Dağlık Karabağ’daki gelişmelerle ilgili AB Konseyi Başkanı Charles Michel’in “Rusya’nın Ermeni halkına ihanet ettiği” yönündeki sözlerini nasıl değerlendirdiğinin sorulması üzerine Putin, bir halk deyişi kullanarak, AB’nin yaptığı bir şey için başkalarını suçlamaması gerektiğine dikkat çekti. Rusya’nın pek çok defa Ermenistan’a Dağlık Karabağ çevresindeki 5 bölgeyi Bakü’ye iade etme ve Ermenistan ile Karabağ arasındaki bağlantıyı koruma konusunda uzlaşma teklifinde bulunduğunu vurgulayan Putin, bunun dikkate alınmadığının altını çizdi. Putin, Moskova’nın BM mekanizması aracılığıyla Laçin koridorunun ve bölgedeki Ermenilerin güvenliğini garanti altına almaya hazır olduğunu ancak Erivan’ın savaşmayı istediğini anımsattı.

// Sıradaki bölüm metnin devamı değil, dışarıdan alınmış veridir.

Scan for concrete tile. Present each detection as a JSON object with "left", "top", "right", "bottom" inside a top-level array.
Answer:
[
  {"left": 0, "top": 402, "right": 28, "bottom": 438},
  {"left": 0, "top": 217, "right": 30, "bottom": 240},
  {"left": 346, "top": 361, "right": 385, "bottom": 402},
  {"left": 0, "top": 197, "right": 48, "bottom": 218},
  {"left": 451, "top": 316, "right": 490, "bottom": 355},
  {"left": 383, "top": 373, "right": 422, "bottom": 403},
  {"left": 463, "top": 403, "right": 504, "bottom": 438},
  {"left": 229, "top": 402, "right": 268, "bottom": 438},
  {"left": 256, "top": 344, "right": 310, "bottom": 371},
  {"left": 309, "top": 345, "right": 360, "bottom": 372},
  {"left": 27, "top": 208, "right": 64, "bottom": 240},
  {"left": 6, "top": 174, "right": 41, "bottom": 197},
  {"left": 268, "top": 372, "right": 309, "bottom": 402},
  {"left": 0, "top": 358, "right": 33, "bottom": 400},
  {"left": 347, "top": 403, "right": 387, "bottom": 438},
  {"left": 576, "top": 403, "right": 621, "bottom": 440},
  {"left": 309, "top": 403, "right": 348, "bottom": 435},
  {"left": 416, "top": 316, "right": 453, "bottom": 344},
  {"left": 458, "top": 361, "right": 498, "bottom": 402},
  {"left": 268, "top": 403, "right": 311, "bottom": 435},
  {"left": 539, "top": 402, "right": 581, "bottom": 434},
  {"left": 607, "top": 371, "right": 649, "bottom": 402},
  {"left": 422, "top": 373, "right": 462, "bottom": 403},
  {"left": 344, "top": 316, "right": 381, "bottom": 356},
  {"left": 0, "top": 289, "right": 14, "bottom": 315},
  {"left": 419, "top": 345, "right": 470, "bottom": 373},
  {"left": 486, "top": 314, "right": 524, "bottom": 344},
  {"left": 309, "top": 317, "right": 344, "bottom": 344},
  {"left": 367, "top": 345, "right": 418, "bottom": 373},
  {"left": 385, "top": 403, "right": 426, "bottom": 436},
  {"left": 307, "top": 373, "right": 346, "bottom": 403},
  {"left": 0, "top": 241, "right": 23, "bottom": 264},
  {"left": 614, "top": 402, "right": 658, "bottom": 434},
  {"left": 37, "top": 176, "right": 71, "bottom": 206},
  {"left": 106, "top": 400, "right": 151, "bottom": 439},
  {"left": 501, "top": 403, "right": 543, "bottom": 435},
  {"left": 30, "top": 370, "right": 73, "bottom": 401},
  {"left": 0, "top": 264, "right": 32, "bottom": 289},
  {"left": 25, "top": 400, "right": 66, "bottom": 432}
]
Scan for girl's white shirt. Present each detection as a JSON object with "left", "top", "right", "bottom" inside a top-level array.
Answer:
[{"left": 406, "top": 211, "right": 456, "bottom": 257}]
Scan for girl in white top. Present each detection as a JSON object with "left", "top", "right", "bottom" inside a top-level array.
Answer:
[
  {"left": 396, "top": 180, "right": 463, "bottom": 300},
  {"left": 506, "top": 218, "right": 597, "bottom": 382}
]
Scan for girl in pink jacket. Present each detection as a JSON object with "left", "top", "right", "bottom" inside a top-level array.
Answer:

Erivan’ın Avrupa’da Dağlık Karabağ’ın Azerbaycan’ın toprağı olduğunu kendisinin kabul ettiğini hatırlatan Putin, kendisinin de bunu basından öğrendiğini söyledi. Putin, “Dağlık Karabağ resmen Azerbaycan’ın parçası oldu. Modern Ermeni devletinin tutumu budur. Biz ne yapabiliriz ki?” diye konuştu.
Dağlık Karabağ’daki Rus Barış Gücü’nün durumu hakkında da değerlendirmelerde bulunan Putin, bu güçlerin yazılı olarak düzenlenmiş herhangi bir statüsü bulunmadığını ve her şeyin Kasım 2020’deki üçlü bildirgeye bağlı olduğunu belirtti. Putin, “Barış güçlerinin hakları tek bir şeyden ibaretti. Ateşkese uyulup uyulmadığını denetlemek. Başka hiçbir hakları yoktu” dedi. Rus lider, Azerbaycan Cumhurbaşkanı İlham Aliyev’in Rusya Barış Gücü’nün halihazırdaki statüsü için Moskova ile ikili görüşmek istediğini, Erivan’ın da bu hususun Bakü tarafıyla görüşülmesi gerektiğini ifade ettiğini aktardı.